Qualcomm issued a press release on Monday headlined, "ITC Commences Investigation of Nokia Based on Allegations of Unfair Trade Practices and Infringement of QUALCOMM Patents."
It didn't take long for trade pub RCR to discover that all the press release really meant was that Qualcomm had filed an ITC complaint against its rival.
Which led RCR's Phil Carson to write:
Much ado about nothing, so far.
That sums up Qualcomm Inc.'s press release, issued today, crowing that the United States International Trade Commission had initiated an investigation of Nokia Corp. on Qualcomm's June 9 complaint that the Finnish vendor is violating Qualcomm's W-CDMA patents.

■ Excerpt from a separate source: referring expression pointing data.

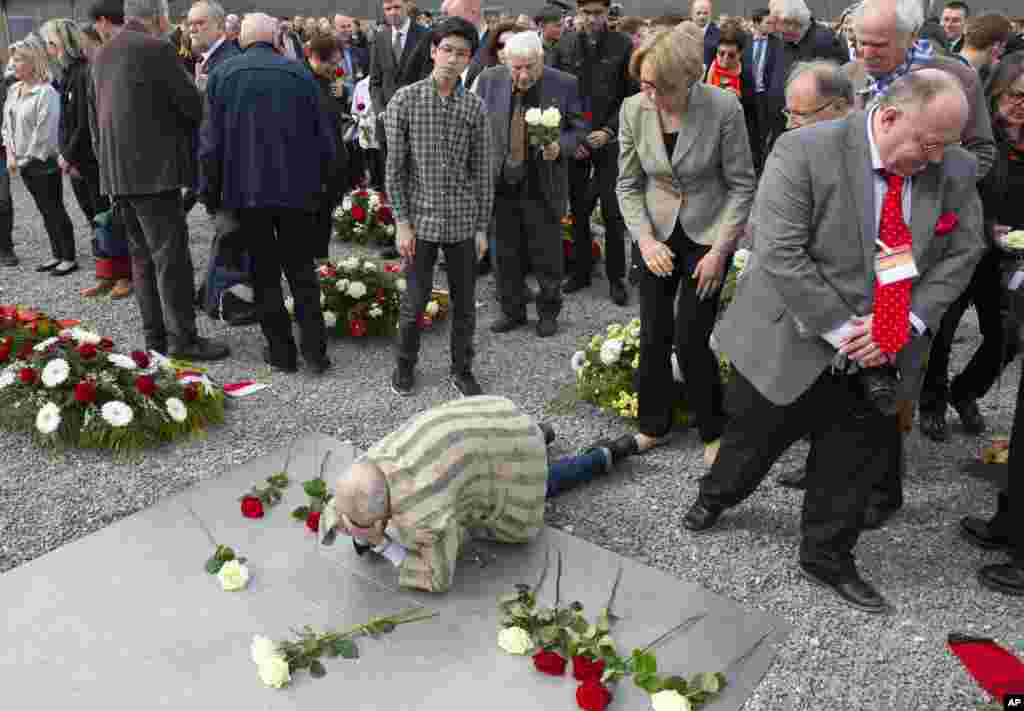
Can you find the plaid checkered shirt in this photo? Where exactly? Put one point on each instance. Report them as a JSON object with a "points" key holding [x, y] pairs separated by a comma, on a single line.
{"points": [[438, 162]]}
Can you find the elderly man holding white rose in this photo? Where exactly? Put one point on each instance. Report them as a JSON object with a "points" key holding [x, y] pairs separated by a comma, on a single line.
{"points": [[536, 119]]}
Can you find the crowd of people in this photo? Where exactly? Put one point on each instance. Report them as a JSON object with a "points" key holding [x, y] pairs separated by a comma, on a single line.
{"points": [[869, 166]]}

However, the impetus for the onerous-sounding "ITC investigation" is simply the receipt of a properly filed complaint, according to the ITC -- nothing more.
The Qualcomm effort appears to be a public relations ploy to garner industry support and to keep Nokia under pressure as the two re-negotiate a cross-licensing agreement that expires in April 2007.

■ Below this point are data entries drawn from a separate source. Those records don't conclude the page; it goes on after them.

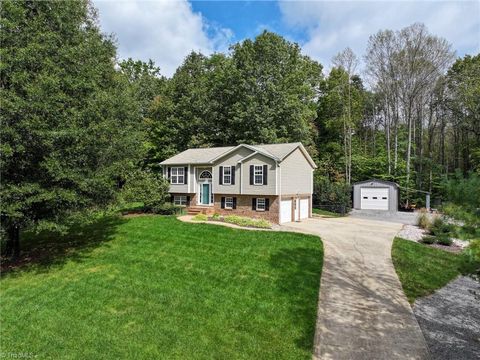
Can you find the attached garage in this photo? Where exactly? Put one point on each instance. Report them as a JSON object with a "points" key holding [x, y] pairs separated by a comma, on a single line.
{"points": [[375, 195]]}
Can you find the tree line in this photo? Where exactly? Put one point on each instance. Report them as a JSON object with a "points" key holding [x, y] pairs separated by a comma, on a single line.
{"points": [[77, 123]]}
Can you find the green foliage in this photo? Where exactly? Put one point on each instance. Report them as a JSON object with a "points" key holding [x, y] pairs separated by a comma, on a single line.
{"points": [[200, 217], [69, 124], [422, 269], [335, 195], [247, 222], [147, 187], [264, 91], [423, 220], [439, 227], [473, 250]]}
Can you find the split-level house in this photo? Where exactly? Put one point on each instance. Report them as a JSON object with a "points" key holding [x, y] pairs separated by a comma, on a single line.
{"points": [[273, 181]]}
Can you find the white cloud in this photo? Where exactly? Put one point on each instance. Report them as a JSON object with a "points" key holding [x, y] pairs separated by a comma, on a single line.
{"points": [[163, 30], [331, 26]]}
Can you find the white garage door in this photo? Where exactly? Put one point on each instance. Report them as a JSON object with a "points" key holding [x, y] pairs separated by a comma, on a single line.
{"points": [[374, 198], [286, 211], [303, 208]]}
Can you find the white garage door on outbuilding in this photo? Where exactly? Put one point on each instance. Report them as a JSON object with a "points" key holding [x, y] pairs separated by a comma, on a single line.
{"points": [[374, 198], [376, 195]]}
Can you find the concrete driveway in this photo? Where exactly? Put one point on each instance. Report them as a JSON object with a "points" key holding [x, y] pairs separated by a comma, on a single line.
{"points": [[362, 313]]}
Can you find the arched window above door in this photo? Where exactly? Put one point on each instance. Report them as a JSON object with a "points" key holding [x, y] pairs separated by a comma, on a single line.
{"points": [[205, 174]]}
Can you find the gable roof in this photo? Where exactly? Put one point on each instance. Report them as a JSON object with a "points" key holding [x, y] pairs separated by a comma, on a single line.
{"points": [[277, 152], [391, 183]]}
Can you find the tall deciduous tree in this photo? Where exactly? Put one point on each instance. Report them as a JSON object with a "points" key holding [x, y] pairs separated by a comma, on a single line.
{"points": [[68, 123]]}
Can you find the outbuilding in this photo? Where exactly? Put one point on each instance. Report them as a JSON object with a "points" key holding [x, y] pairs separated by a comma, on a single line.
{"points": [[376, 195]]}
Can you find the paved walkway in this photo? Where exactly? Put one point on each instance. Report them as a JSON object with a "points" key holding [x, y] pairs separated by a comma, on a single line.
{"points": [[363, 313]]}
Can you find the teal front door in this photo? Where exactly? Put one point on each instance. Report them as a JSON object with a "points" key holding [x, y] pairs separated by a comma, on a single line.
{"points": [[205, 194]]}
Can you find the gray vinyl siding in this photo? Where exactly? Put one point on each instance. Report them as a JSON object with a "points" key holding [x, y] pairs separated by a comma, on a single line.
{"points": [[268, 189], [296, 174], [178, 188], [229, 160], [392, 194]]}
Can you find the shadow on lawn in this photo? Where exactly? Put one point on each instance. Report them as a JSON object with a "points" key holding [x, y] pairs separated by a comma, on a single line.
{"points": [[42, 251], [299, 281]]}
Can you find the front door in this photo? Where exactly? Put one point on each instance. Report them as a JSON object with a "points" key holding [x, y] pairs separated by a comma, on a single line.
{"points": [[205, 194]]}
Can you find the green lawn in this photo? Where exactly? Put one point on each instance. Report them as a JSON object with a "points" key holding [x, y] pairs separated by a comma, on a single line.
{"points": [[152, 287], [422, 269]]}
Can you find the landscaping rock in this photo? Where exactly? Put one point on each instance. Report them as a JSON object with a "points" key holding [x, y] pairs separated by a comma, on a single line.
{"points": [[450, 320], [412, 232]]}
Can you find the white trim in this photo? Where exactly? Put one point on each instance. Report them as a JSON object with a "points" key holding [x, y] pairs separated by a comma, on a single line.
{"points": [[228, 207], [181, 199], [245, 146], [264, 204], [177, 175], [230, 175], [255, 175]]}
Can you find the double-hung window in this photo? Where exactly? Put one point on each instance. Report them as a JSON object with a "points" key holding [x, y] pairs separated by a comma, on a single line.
{"points": [[227, 175], [229, 203], [177, 175], [260, 204], [180, 200], [258, 175]]}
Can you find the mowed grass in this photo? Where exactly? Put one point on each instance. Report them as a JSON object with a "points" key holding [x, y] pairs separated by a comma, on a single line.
{"points": [[422, 269], [152, 287]]}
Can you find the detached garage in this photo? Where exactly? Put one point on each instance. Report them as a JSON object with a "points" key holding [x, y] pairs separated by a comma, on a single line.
{"points": [[375, 195]]}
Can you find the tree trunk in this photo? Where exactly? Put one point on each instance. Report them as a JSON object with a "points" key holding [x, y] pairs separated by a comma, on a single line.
{"points": [[12, 246]]}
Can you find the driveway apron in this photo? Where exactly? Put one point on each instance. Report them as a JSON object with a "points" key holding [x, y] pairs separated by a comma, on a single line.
{"points": [[362, 311]]}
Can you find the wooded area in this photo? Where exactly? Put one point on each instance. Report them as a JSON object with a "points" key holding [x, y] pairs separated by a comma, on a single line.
{"points": [[76, 122]]}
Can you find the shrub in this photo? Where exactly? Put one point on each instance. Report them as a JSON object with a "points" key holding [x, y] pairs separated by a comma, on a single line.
{"points": [[439, 227], [167, 209], [444, 240], [200, 217], [423, 220], [146, 187], [248, 222], [428, 239], [473, 250]]}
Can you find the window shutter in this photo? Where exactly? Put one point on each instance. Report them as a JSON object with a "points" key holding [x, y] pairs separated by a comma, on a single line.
{"points": [[232, 178]]}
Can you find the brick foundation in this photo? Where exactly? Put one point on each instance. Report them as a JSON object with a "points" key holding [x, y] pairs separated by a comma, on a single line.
{"points": [[244, 207]]}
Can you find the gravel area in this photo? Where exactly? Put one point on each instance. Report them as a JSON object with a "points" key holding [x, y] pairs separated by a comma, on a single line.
{"points": [[450, 320]]}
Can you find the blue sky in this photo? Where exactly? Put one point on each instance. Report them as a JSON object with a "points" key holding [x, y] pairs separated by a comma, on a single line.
{"points": [[167, 30]]}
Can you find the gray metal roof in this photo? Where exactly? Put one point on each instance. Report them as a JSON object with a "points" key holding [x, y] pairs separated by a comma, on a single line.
{"points": [[208, 155], [377, 180]]}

Do you sense that Carson was a little annoyed by Qualcomm's misleading headline? Believe us, he was.
Here are a few hints: "Crowing," "onerous-sounding," "ploy."
We don't know how it actually came down at RCR, but we wouldn't be surprised if Carson or his boss thought this was a big story when they first saw the release. Then Phil did a little reporting and realized he'd been had.

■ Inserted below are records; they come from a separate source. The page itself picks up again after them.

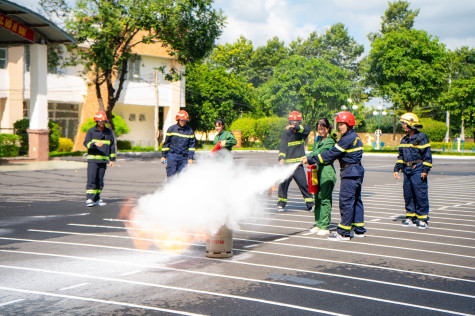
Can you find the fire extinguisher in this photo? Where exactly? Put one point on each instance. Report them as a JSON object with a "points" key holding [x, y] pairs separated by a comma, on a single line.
{"points": [[312, 179]]}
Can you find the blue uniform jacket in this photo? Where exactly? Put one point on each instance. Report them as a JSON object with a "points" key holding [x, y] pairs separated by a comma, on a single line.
{"points": [[100, 154], [348, 151], [179, 140], [292, 144], [414, 148]]}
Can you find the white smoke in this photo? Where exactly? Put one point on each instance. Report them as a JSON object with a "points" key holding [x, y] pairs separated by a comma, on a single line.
{"points": [[209, 194]]}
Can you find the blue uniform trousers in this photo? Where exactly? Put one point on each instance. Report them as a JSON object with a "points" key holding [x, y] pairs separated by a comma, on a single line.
{"points": [[176, 163], [351, 207], [416, 193], [95, 180]]}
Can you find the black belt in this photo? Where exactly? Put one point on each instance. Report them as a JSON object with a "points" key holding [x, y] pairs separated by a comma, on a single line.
{"points": [[346, 165], [412, 163]]}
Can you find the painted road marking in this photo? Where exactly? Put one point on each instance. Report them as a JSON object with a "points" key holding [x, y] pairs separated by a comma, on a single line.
{"points": [[248, 263], [12, 302], [73, 286], [95, 300]]}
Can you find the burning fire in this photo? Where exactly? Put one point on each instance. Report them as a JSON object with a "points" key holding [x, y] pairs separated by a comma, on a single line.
{"points": [[146, 231]]}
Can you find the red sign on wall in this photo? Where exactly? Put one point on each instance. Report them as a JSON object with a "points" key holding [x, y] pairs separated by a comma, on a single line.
{"points": [[17, 28], [237, 134]]}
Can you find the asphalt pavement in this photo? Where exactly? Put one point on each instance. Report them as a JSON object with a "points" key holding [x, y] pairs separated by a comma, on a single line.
{"points": [[58, 257]]}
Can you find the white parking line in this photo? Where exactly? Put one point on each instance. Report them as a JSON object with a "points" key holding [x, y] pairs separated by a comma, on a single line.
{"points": [[73, 286], [95, 300], [12, 302], [235, 296]]}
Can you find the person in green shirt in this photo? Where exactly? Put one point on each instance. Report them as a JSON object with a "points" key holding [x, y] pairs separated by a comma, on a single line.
{"points": [[225, 138], [326, 178]]}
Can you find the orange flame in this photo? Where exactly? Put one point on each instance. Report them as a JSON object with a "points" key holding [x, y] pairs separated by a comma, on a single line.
{"points": [[146, 232]]}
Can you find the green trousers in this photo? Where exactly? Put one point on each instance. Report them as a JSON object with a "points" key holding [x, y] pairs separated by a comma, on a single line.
{"points": [[323, 199]]}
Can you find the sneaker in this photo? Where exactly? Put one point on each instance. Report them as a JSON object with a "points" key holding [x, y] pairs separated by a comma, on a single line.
{"points": [[100, 203], [338, 237], [314, 229], [422, 225], [323, 232], [408, 223]]}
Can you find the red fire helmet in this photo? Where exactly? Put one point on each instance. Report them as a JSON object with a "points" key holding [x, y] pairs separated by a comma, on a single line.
{"points": [[182, 115], [346, 117], [100, 116], [295, 116]]}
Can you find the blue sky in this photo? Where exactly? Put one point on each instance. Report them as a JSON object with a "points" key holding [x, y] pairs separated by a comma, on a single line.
{"points": [[452, 21]]}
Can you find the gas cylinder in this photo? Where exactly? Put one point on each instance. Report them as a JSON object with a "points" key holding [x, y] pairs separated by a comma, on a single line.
{"points": [[312, 179]]}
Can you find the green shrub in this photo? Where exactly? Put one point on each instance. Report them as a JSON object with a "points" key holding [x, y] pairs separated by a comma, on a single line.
{"points": [[124, 145], [21, 127], [434, 130], [269, 130], [9, 145], [65, 145], [119, 124], [247, 126]]}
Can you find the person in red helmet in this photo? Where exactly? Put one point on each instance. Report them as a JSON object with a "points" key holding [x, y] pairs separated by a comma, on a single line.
{"points": [[178, 150], [100, 146], [291, 150], [349, 152]]}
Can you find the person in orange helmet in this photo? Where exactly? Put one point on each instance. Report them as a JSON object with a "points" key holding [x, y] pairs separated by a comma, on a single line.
{"points": [[178, 150], [100, 144]]}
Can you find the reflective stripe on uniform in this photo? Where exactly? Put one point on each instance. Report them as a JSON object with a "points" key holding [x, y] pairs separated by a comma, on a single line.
{"points": [[297, 142], [414, 146], [180, 135], [97, 157], [293, 160]]}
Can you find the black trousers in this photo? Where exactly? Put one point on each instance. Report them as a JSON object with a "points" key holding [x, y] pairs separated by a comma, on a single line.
{"points": [[301, 179], [95, 180]]}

Reporters don't like being misled -- it makes them look bad, and makes the company doing the misleading (the "misleader," as a certain commander-in-chief might say) look worse.
It doesn't help that Qualcomm has gone negative in its PR efforts. Reporters might enjoy a good controversy, but ultimately they lose respect for companies that spend more time bashing their competitors than highlighting their own achievements.
Qualcomm should pursue this one on the QT.